John Boorman in flashback

The director reflects on his career and his sequel to Hope And Glory.

by Richard Mowe

John Boorman: "the relationship between memory and imagination is very mysterious.”
John Boorman: "the relationship between memory and imagination is very mysterious.” Photo: Richard Mowe

John Boorman, the British director who made some of cinema’s most seminal films (Point Blank, Deliverance, Excalibur, Hell In The Pacific) has returned to the fray at 82 with Queen And Country, an autobiographical companion piece to his Oscar winning Hope And Glory.

Richard Mowe: How close is the film to your memories of the time and did you almost become an accidental filmmaker?

John Boorman: Very close. All the incidents in the film occurred to me and all the characters were people I knew and met at the time. When I came out of the Army, I got a job as a trainee film editor. I thought I could be very happy being a film editor for the rest of my life. But then I moved to Southern Television, and there, as a director-editor, I was directing short films; and then I was running this daily programme there; and then the BBC headhunted me, and I went and made documentaries in Bristol. I got very confident about using the camera and how to put things together.

RM: Did you always have it in mind to do this second film to follow on from Hope And Glory?

JB: I did not think of it at the time because I always felt that the Fifties were a very dreary time. I was still smarting and paying for my experiences in the Army and I did not want to deal with it at all. It was only recently when I was looking back that I had second thoughts – the Fifties was a period of tremendous change. It was the end of the British Empire and England was becoming a different place. We the younger generation at the time could see that and understood whereas the older ones were hanging on to the past. I felt that it was an important period and worth looking at.

RM: Were any aspects of that military training you have found useful in life and in your career?

JB: I suppose the discipline was useful and faced with rigours of filmmaking and its physical demands some how that training stood me in good stead in pulling a team together and interacting with them. You need to have a certain amount of authoritarianism. In this last film I had my stick [Boorman has slight mobility issues], which came in very useful. I wish I had had it years ago!

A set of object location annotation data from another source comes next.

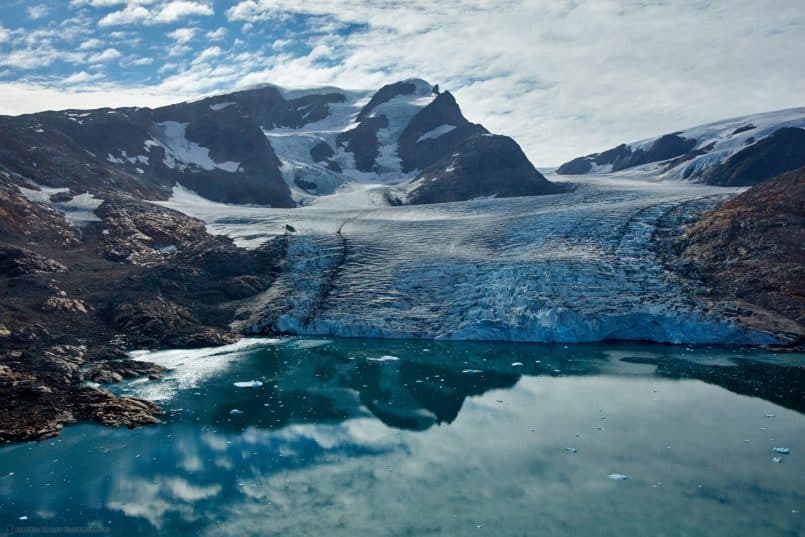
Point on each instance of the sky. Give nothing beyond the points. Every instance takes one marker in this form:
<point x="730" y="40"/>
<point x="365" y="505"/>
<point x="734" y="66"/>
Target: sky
<point x="562" y="77"/>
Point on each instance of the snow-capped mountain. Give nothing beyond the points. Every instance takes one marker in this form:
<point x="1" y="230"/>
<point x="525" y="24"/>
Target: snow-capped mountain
<point x="735" y="152"/>
<point x="275" y="147"/>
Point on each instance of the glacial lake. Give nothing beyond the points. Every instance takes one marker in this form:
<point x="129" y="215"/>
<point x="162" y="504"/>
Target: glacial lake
<point x="385" y="437"/>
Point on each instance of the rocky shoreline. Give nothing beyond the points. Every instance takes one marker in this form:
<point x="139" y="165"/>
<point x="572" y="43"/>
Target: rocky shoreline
<point x="75" y="299"/>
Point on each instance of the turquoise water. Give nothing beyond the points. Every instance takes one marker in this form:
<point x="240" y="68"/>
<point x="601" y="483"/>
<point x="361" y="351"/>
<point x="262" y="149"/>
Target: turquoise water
<point x="374" y="437"/>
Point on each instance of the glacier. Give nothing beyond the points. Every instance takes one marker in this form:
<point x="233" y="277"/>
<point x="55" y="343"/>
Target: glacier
<point x="565" y="268"/>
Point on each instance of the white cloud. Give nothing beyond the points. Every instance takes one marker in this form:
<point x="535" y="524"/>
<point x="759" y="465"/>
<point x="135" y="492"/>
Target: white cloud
<point x="165" y="13"/>
<point x="563" y="77"/>
<point x="37" y="12"/>
<point x="105" y="56"/>
<point x="173" y="11"/>
<point x="90" y="44"/>
<point x="217" y="35"/>
<point x="140" y="61"/>
<point x="109" y="3"/>
<point x="23" y="97"/>
<point x="183" y="35"/>
<point x="81" y="77"/>
<point x="129" y="15"/>
<point x="208" y="53"/>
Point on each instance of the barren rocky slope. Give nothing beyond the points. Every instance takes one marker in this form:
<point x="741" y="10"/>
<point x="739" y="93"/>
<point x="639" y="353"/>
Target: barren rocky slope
<point x="73" y="299"/>
<point x="751" y="250"/>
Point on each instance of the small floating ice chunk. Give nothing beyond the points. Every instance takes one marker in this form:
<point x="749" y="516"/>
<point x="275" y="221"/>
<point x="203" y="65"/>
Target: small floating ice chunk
<point x="248" y="384"/>
<point x="385" y="358"/>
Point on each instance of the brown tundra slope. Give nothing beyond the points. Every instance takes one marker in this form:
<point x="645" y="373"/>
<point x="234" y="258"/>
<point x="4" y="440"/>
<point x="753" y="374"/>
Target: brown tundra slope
<point x="751" y="251"/>
<point x="74" y="299"/>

RM: Did you relish delving back in to the labyrinths of the mind?

JB: Certainly - the relationship between memory and imagination is very mysterious. Some times I feel that imagination has more truth than memory does. What’s really at the heart of the film is the generational changes that were beginning to take place. The regular soldiers had all been through the war, there was pride and a sense of Empire and all those things – which were being challenged.

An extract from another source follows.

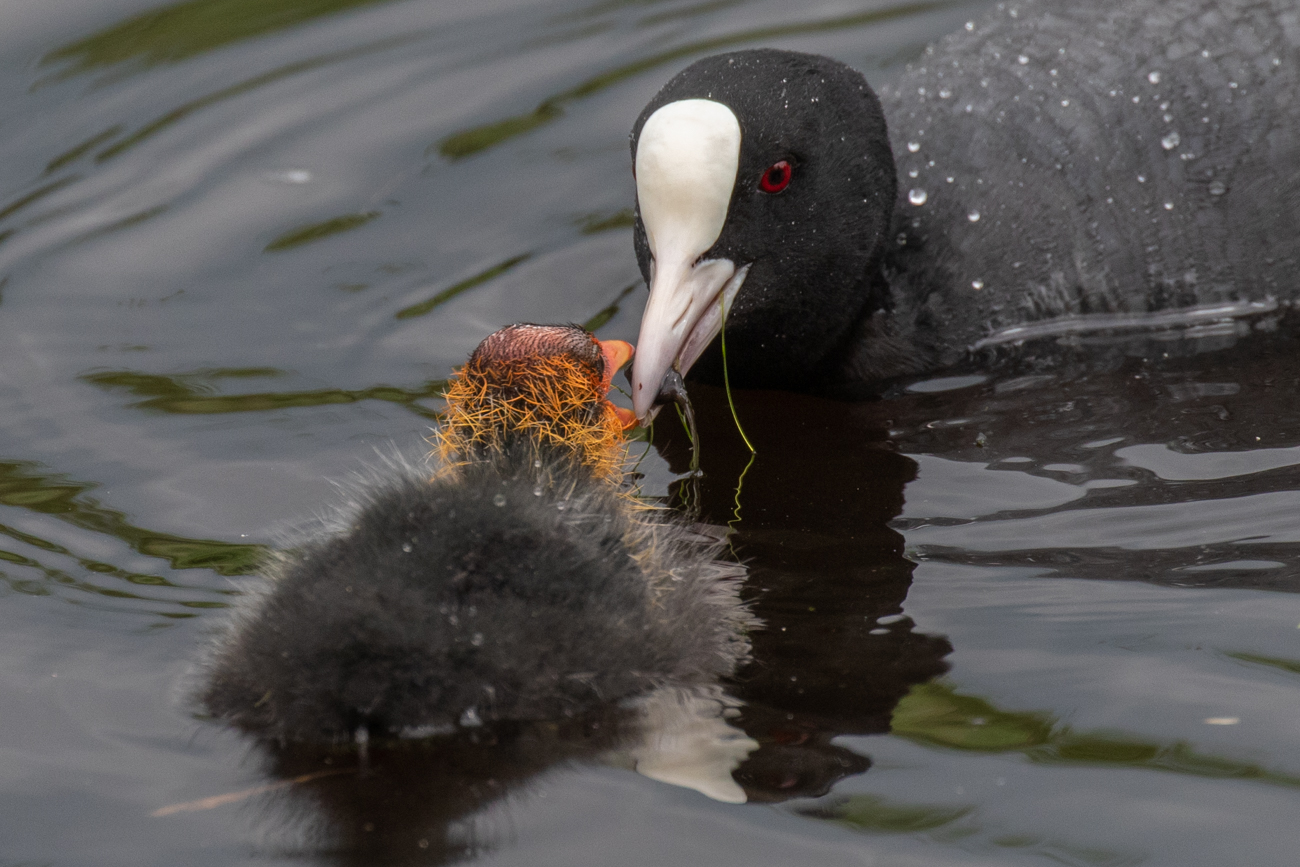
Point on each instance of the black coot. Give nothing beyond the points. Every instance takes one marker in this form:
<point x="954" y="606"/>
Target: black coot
<point x="1053" y="168"/>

Callum Turner as a young John Boorman in Queen And Country
Callum Turner as a young John Boorman in Queen And Country

RM: How difficult was it to find Callum Turner who plays you in the film?

JB: I interviewed many candidates before I settled on Callum who had no training as an actor. It was his first film and he was playing the lead. It was a big thing for him and for me too but he had the qualities I needed.

RM: Was it strange to watch somebody else playing you and going through situations that you had experienced?

JB: Strangely enough it did not feel as if it had anything to do with me really – at least while I was shooting. It was only later when I was editing and putting it together that I had an emotional relationship with the film. I am 82 and it is probably going to be my last film. After Hope And Glory I never thought of doing this because it was too painful and I was too close to it.

RM: Do you consider the period as a vibrant one for the British film industry?

JB: It is patchy. Michael Powell was a big influence on me. Then we went through the Sixties when things were vibrant and then it fell away. When I was 17 I did a lot of radio work for a BBC youth programme and I persuaded them to allow me to go around the studios interviewing people about their jobs. And at the same time the National Film Theatre opened in London and I haunted the place where I watched some of the great silent films. So it was a fomative period for me. There are not enough British films today to represent our way of life as there were in those earlier days. It has become a kind of cottage industry. Good ones are still made despite all the difficulties of finding finance and so on.

RM: What films would you want to be remembered by?

JB: I want them to forget me [chuckles]. There are some films I am proud of and they have a life. Films have a longer life now and some films that were very successful and loved when they first came out lose their value while for some times the reverse is true. Look at the history of the Oscars and how few of those winners survive. When I went to America to make Point Blank, I felt everything was possible. I found it very liberating, coming from mean-spirited England, and also liberating from the class system… I didn’t realise how affected by it I had been until I went to America.”

RM: Do you enjoy making films digitally?

JB: Yes – I could not wait to get rid of celluloid with all those scratches. Film stock was developecd to flatter skin tones of white film stars and the amount of control over the colours was slight but with digital you have utter control over the colours. Digital grading has changed things radically. In cinema you are alllowed to stare at the actors but you cannot do that in life - you have to glance. Staring at the actors on screen is one of the great pleasures of filmgoing.

RM: Have reached your pinnacle of achievement?

JB: Absolutely not - I am still learning and there is a lot to learn. Many first films are very good because they are made out of a bit of ignorance. You become more careful as you go forward and that is not always a good thing. It is a matter of relating ambition and vision to knowledge and the balance between those things. When David Lean was working on Nostromo he said I hope I can get to make this film because I feel I am just getting the hanging of it all. I feel the same way.

RM: Does that mean you have something else up your sleeve?

JB (laughs): If I feel strong enough I will definitely have another go.